Books have always been an essential part of my life, well, as far back as I can recall anyway. This goes for my wife Judith too, who devours books so fast I’m surprised she doesn’t get chronic indigestion. Actually, we were busy at it first thing this morning, discussing books that is, over our boiled eggs and toasted rye bread with tahini. She’d heard on the radio that a new study has shown conclusively that reading is an important part of brain development in children. I have no clue exactly when I started reading. My mother always said I took to it like a duck to water and once I’d set off there was absolutely no stopping me. I recall (vaguely) going to London for a family holiday when I was five and Mam said I read everything in sight. Five year olds have no sense of discernment and are blissfully unaware of that awful, sadly yet to come crippler ‘appropriateness’. My parents and big brother, all quite shy in their way, smiled diffidently whenever we ascended or descended tube train escalators, whilst I, without any concept yet of an inner censor and in a voice that really ‘travelled’, read aloud all the advertisments passing-by - “Meet the Kings and Queens of England at Madam Tussauds ... Beefeater Gin ... Sirdar corsets for ladies with a fuller figure” - you get the picture.

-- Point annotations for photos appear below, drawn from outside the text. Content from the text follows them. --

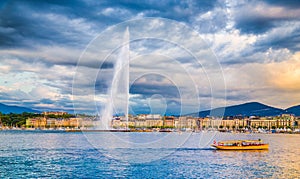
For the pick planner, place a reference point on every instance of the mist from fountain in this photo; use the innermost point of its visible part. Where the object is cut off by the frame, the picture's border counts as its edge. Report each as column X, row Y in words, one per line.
column 118, row 92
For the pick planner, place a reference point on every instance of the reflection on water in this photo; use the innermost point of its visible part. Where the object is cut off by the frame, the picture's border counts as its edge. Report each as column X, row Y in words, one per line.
column 66, row 155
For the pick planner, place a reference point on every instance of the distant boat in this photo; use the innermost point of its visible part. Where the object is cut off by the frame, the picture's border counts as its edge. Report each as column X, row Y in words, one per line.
column 241, row 145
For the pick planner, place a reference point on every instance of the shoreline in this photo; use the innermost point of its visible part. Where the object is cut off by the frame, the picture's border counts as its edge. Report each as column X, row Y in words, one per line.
column 147, row 130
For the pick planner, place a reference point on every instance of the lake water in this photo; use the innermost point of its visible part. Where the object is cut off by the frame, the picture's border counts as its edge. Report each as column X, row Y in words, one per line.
column 41, row 154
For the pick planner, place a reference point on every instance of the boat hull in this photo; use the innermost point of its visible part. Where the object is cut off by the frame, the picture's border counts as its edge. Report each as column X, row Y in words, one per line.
column 252, row 147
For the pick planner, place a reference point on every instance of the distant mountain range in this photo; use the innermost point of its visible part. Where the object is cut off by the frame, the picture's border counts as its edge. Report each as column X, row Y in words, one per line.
column 5, row 109
column 248, row 109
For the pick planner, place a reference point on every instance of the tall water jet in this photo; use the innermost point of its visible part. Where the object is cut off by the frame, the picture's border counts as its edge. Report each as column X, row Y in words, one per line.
column 118, row 92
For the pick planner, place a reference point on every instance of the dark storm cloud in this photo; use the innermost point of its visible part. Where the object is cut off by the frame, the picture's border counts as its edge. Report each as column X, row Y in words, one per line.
column 285, row 3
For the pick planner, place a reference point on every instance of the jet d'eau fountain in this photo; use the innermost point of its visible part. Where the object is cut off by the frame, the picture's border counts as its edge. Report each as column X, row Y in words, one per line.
column 118, row 91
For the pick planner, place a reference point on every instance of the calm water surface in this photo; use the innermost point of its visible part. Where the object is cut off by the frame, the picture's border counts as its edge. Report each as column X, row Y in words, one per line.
column 25, row 154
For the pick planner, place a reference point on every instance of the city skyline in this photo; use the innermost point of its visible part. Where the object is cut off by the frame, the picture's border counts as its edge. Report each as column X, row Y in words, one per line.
column 256, row 44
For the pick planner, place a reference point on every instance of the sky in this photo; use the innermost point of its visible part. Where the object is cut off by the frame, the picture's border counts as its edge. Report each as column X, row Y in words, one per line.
column 185, row 56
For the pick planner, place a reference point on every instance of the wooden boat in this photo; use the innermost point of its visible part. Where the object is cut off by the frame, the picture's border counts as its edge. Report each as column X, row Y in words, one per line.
column 241, row 145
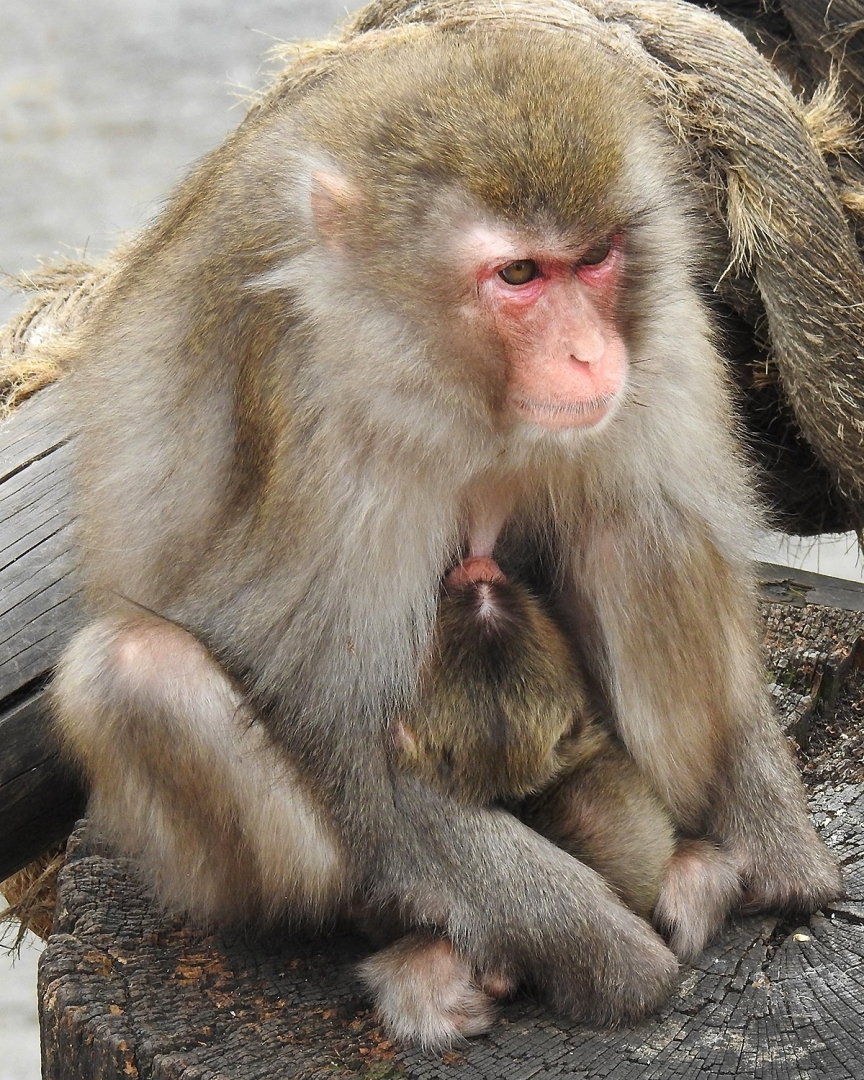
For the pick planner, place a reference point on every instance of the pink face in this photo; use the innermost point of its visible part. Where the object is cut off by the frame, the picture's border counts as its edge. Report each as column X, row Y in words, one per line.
column 554, row 312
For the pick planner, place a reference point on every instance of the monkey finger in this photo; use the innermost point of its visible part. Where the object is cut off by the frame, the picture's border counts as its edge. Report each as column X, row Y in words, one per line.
column 426, row 993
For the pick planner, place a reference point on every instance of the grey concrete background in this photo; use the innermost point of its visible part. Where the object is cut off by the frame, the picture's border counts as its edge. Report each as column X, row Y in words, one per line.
column 103, row 106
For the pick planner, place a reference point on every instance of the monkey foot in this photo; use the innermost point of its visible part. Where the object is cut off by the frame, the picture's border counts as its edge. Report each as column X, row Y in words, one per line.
column 427, row 994
column 473, row 570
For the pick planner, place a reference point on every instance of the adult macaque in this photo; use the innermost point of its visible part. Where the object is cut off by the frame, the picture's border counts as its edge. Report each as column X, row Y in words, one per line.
column 436, row 300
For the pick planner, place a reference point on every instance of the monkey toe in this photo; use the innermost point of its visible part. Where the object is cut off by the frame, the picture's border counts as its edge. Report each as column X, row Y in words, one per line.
column 426, row 994
column 701, row 888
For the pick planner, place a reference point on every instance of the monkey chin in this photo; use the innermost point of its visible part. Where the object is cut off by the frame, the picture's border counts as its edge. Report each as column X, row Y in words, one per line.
column 591, row 415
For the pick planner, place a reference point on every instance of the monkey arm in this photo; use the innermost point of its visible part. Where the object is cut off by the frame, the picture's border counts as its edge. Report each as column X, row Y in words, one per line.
column 691, row 706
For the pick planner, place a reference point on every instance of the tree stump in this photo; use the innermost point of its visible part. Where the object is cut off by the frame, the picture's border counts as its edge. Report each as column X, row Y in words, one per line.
column 127, row 994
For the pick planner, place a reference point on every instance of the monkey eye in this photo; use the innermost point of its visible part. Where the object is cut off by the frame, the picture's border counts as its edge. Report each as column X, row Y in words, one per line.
column 520, row 272
column 597, row 253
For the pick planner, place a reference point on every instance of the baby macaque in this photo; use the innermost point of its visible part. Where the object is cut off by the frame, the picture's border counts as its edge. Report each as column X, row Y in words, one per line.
column 504, row 713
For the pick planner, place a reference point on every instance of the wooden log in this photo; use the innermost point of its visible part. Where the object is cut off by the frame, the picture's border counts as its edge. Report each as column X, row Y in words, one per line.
column 126, row 994
column 40, row 798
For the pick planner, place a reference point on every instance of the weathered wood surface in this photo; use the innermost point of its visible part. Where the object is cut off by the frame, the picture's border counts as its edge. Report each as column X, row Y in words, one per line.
column 39, row 611
column 125, row 994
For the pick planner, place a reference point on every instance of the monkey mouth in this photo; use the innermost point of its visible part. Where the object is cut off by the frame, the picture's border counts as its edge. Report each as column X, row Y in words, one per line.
column 556, row 415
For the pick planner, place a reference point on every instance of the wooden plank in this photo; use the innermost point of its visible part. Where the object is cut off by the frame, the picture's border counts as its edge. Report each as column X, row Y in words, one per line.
column 39, row 795
column 39, row 611
column 787, row 585
column 39, row 605
column 35, row 429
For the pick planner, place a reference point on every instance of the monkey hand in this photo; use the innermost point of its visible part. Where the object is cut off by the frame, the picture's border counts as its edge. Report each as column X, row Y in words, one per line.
column 427, row 994
column 700, row 889
column 795, row 880
column 520, row 912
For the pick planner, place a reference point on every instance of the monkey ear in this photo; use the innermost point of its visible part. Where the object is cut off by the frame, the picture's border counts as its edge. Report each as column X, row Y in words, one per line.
column 333, row 201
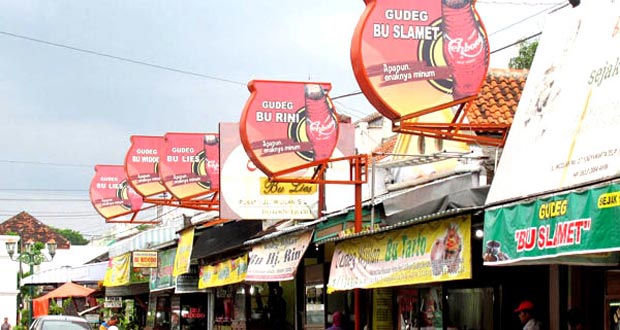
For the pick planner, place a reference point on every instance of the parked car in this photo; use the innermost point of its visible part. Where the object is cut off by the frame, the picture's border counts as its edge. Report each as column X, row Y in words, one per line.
column 59, row 322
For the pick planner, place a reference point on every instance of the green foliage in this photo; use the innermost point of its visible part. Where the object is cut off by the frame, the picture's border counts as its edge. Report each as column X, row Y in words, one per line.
column 72, row 236
column 527, row 50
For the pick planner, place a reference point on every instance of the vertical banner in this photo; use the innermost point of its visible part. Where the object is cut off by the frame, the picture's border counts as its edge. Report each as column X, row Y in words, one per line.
column 161, row 277
column 190, row 165
column 229, row 271
column 287, row 124
column 118, row 272
column 247, row 193
column 277, row 260
column 142, row 165
column 184, row 252
column 410, row 56
column 431, row 252
column 110, row 193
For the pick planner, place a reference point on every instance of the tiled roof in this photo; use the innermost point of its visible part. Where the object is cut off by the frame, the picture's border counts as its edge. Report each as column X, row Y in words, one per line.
column 28, row 227
column 386, row 147
column 498, row 98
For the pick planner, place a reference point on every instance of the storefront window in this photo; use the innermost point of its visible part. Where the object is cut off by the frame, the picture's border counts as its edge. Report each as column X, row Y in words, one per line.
column 420, row 308
column 470, row 308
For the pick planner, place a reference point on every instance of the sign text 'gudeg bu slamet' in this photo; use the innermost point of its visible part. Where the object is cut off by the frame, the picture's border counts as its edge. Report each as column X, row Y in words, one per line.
column 575, row 223
column 417, row 55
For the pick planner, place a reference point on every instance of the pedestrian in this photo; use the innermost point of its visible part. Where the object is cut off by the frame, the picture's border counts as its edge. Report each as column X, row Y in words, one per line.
column 6, row 325
column 576, row 320
column 527, row 316
column 112, row 322
column 336, row 321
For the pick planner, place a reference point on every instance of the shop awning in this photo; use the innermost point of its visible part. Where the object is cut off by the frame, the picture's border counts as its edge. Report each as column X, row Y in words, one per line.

The very first book I actually remember reading by myself, a book that is still one of my all time favourites, is The Wind in the Willows by Kenneth Grahame. It was published in 1908 and the cast of characters first came to life in the bedtime stories Grahame made up for his son Alastair. It is a wonderful children’s tale about a group of anthropomorphised animals who enjoy a series of adventures together along the river bank where they live. It starts with the self-effacing and most beloved Mr Mole being suddenly overtaken by a strange wanderlust one Spring morning:
The Mole had been working very hard all the morning, spring-cleaning his little home. First with brooms, then with dusters; then on ladders and steps and chairs, with a brush and a pail of whitewash; till he had dust in his throat and eyes, and splashes of whitewash all over his black fur, and an aching back and weary arms. Spring was moving in the air above and in the earth below and around him, penetrating even his dark and lowly little house with its spirit of divine discontent and longing. It was small wonder, then, that he suddenly flung down his brush on the floor, said 'Bother!' and 'O blow!' and also 'Hang spring-cleaning!' and bolted out of the house without even waiting to put on his coat. Something up above was calling him imperiously, and he made for the steep little tunnel which answered in his case to the gravelled carriage-drive owned by animals whose residences are nearer to the sun and air. So he scraped and scratched and scrabbled and scrooged and then he scrooged again and scrabbled and scratched and scraped, working busily with his little paws and muttering to himself, 'Up we go! Up we go!' till at last, pop! his snout came out into the sunlight, and he found himself rolling in the warm grass of a great meadow.
I love this book! Ithink the above is one of the most beguiling opening paragraphs I have ever read. It’s probably thirty years since I last read The Wind in the Willows and I have just reminded myself to do so again.